In today’s passage, Jesus had not yet appeared on the scene at the Jordan River, but John the Baptist was busy preparing the people for His arrival. John lived a life very different from the culture. He ate locusts and wild honey in the desert and wore clothes of camel’s hair. More important, he lived humbly as a servant of God, while some religious leaders lived greedy, self-promoting lives. This stark contrast drew people to his message.
John’s message proved counter-cultural. He proclaimed the coming of the Lord and called leaders and common people alike to repent of their sins and be baptized. Many call him the first true prophet in 400 years. His focus on praising God alone and boldly speaking the truth caught people’s attention. He did not seek “followers of John” but rather people prepared to follow the coming Christ. John’s message challenged those who lived self-righteous lives which looked good but were rooted in wrong motivations. God desires that our obedience arise out of love for Him, rather than out of a desire to complete a checklist of superficially pious actions. John baptized people to signify a person’s public confession of sin and repentance, an outward sign of inner cleansing of the heart.
Unfortunately, not every people group who visited John wanted baptism for the right reasons. Some believed they were righteous without any need to change their attitudes. They did not see their imperfection and looked down on “sinners,” treating others poorly and acting to promote their own interests instead of God’s. John called them out, warning them that God has the power to save or destroy, and the way a person lives and acts reflects their inward beliefs about God.
We are called to live aware of our need for Jesus and to “produce good fruit,”(3:8) from the heart in response to all He has done for us. Verse 10 of Matthew 3 states: “…every tree that does not produce good fruit will be cut down and thrown into the fire.”
The passage closes with a reminder than John’s baptism was to prepare people for Jesus’ coming.
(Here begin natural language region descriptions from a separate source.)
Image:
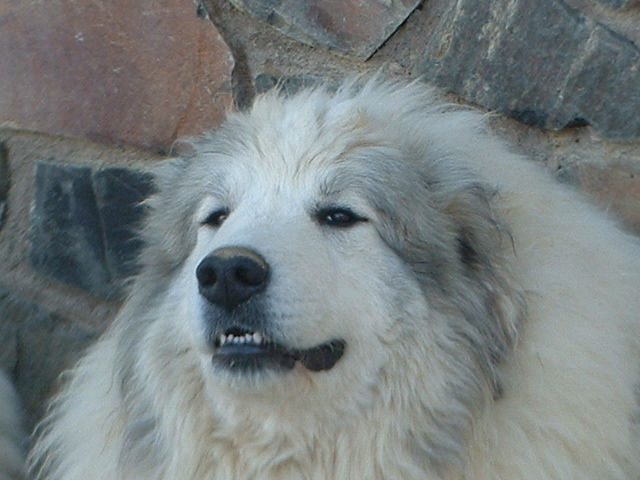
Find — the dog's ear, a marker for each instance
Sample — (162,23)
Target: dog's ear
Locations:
(491,301)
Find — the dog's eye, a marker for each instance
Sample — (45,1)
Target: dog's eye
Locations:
(339,217)
(216,218)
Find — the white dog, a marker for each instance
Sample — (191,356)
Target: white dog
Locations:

Soon, the true Lord Jesus would baptize them also with the Holy Spirit., giving His life for others.
- Have you been baptized? What does baptism mean to you?
- Do you practice what you preach? Do your actions show what you believe?
- Why do you think John looked different than other religious leaders?
- Lutheran have confessed that we are all simultaneously saint and sinner, always imperfect but ever beloved by God. How do you think John would have responded to that insight?
- Matthew 3 describes how John looked and ate. Use the Bible’s words to draw a picture of your interpretation of John the Baptist. Next to it, draw a picture of a pastor or religious leader as you would generally picture him or her. Compare pictures among yourselves and discuss why John may have looked and lived so differently from other priests or leaders.
- Act out the story of Matthew 3, including roles of John (the Baptizer), a humble person who wants to repent and be baptized, an arrogant Pharisee, and a popular Sadducee. Add your own ad lib commentary and emotions.
Lord Jesus, we praise you for showing evidence of your coming throughout the Bible and through people such as John the Baptist. Guide us to live lives that line up with your teaching and reflect our inner devotion to you and gratitude for all you have done for us. Thank you for coming to save us. In your holy name, we pray. Amen.